Drug seeking addicts will always tell me that they felt anxious off marijuana, alcohol or heroin in fact.  The truth is that those who develop addiction had an underlying 'anxiety disorder' and were 'self medicating'.  Normal people don't 'self medicate' and control the use of substances reasonably because they don't have the same underlying anxiety disorder.
Once an addiction is established it takes at least a year, some say 5 years, to be over the addiction. Seasons, 4 of them, seem to be associated with differing 'trigger's' for relapse.  So 'recovery' is not considered to be 'weeks' or 'months' but rather 'years'.
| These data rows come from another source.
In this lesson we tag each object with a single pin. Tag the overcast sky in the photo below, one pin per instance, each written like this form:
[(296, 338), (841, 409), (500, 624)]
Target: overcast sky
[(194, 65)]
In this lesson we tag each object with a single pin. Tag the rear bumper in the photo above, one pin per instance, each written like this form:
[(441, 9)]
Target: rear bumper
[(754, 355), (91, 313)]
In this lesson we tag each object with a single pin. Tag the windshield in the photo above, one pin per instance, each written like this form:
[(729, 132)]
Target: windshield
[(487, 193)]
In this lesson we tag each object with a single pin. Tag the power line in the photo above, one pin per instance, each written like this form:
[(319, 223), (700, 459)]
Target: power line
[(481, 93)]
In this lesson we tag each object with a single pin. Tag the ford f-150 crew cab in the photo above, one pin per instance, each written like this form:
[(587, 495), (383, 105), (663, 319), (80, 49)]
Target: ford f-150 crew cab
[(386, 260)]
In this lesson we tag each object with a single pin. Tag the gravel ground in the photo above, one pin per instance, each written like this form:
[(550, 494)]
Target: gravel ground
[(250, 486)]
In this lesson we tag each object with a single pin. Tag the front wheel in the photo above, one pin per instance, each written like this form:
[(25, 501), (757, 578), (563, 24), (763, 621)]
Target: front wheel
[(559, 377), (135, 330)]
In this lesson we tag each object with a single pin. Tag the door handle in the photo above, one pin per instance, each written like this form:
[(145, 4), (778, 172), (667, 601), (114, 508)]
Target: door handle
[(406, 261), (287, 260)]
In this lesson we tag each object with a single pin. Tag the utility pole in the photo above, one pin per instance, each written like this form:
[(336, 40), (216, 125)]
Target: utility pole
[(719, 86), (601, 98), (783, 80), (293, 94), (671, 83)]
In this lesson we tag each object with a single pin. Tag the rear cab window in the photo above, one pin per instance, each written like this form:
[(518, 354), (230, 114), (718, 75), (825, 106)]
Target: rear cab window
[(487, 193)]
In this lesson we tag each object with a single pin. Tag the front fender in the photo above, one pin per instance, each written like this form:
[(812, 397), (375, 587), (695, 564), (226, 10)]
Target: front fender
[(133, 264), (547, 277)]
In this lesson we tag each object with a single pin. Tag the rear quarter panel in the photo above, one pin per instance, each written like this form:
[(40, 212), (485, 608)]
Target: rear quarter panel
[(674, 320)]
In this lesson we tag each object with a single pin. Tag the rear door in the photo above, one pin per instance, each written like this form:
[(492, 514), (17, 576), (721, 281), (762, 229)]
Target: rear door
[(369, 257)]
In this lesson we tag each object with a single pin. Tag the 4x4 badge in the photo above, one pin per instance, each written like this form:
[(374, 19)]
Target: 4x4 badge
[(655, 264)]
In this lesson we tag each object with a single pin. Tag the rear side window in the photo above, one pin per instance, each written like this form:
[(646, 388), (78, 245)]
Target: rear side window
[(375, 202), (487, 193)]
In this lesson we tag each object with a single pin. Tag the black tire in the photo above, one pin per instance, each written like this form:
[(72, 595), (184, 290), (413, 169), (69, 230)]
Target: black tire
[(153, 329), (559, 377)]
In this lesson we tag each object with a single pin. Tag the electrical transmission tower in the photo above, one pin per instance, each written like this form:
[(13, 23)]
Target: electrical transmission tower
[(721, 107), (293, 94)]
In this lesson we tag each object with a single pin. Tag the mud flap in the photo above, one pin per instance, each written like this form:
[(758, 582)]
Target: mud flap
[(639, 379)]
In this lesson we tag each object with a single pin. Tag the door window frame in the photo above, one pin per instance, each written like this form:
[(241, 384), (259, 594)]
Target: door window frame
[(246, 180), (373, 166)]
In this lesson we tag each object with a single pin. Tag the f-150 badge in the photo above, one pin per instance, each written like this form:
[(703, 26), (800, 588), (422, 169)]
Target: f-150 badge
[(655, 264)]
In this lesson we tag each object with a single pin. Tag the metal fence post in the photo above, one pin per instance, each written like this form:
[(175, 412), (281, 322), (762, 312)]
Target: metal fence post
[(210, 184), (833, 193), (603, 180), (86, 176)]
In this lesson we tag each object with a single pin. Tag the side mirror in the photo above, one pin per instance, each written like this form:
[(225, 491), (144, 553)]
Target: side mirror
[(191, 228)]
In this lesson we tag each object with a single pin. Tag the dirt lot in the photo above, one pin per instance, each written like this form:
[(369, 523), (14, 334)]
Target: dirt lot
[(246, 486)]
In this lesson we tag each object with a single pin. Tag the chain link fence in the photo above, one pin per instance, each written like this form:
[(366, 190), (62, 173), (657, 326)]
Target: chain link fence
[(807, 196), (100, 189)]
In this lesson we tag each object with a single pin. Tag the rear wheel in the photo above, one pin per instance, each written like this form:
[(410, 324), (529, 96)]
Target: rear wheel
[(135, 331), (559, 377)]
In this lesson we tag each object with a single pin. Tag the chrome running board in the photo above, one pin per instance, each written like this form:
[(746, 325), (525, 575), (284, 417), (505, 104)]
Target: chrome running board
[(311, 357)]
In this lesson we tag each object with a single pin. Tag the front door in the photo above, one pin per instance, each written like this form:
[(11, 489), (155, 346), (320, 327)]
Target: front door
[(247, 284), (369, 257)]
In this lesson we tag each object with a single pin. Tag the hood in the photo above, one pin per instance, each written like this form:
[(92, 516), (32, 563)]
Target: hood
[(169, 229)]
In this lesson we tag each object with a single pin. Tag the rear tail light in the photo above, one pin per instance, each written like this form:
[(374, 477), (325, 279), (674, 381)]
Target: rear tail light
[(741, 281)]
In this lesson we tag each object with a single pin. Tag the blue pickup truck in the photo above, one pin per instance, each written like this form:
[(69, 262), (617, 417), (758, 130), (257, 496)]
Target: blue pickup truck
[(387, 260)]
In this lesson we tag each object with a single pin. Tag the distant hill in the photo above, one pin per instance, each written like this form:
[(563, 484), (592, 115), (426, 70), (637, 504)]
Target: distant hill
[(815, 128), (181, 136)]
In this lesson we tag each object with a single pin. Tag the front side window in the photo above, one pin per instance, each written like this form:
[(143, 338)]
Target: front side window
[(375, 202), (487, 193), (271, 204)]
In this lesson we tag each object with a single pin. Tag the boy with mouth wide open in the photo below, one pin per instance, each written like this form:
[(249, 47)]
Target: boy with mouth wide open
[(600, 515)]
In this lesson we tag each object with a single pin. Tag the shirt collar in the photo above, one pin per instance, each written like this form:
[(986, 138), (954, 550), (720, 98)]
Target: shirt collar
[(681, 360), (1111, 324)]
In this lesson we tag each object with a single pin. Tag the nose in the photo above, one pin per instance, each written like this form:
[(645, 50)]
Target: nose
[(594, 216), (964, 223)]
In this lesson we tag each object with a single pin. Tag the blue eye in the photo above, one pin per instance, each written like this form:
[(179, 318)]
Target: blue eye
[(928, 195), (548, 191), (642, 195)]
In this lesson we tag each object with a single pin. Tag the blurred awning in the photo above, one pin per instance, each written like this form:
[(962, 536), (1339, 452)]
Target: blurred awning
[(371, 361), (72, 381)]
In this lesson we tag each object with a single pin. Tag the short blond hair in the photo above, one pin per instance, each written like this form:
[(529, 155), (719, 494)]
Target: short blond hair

So what to do when a marijuana smoker is 'bullying' and even 'threatening' you and definitely angry if their agenda is thwarted in any way, when they see the doctor and ask for his support in getting them the 'license' to smoke marijuana.  It's said on the 'street' that 'good' doctors 'sign' and 'bad' doctors don't.
The government and it's regulatory bodies are all giving mixed messages but mostly their song is 'opinion poll' and 'cover your ass'.  As usual, clinicians, like soldiers are on their own, damned if they do and damned if they don't but certain to be judged by "monday morning' quarter backs with sometimes years to mull over a decision the clinician must make in the 'real world 'of 'here and now."
I'm in the middle. I've definitely supported 'medical marijuana' for some patients and am wholly behind 'decriminalization' of drugs, drug court and yet I draw the line at full 'legalization' because it will increase the risk to those who are vulnerable and society at large will definitely have more traffic accidents and work accidents and psychiatric problems.
I'd like to be 'black or white' in this grey area.  It's the same with benzodiazepine (valium type drug) prescriptions where patients who are addicted to marijauna, or alcohol or heroin say that the 'benzos' take the edge off.
My oath is 'do no harm' .  In the short run there are 'benefits but in the long run I'm probably at risk of compounding the patients problems.
Each case I think is unique but the politics treat the world as a mass and certainly the marijuana promoters are 'recruiter's and have a 'conflict of interest'. I've none but it's a challenge and I thought it worth mentioning.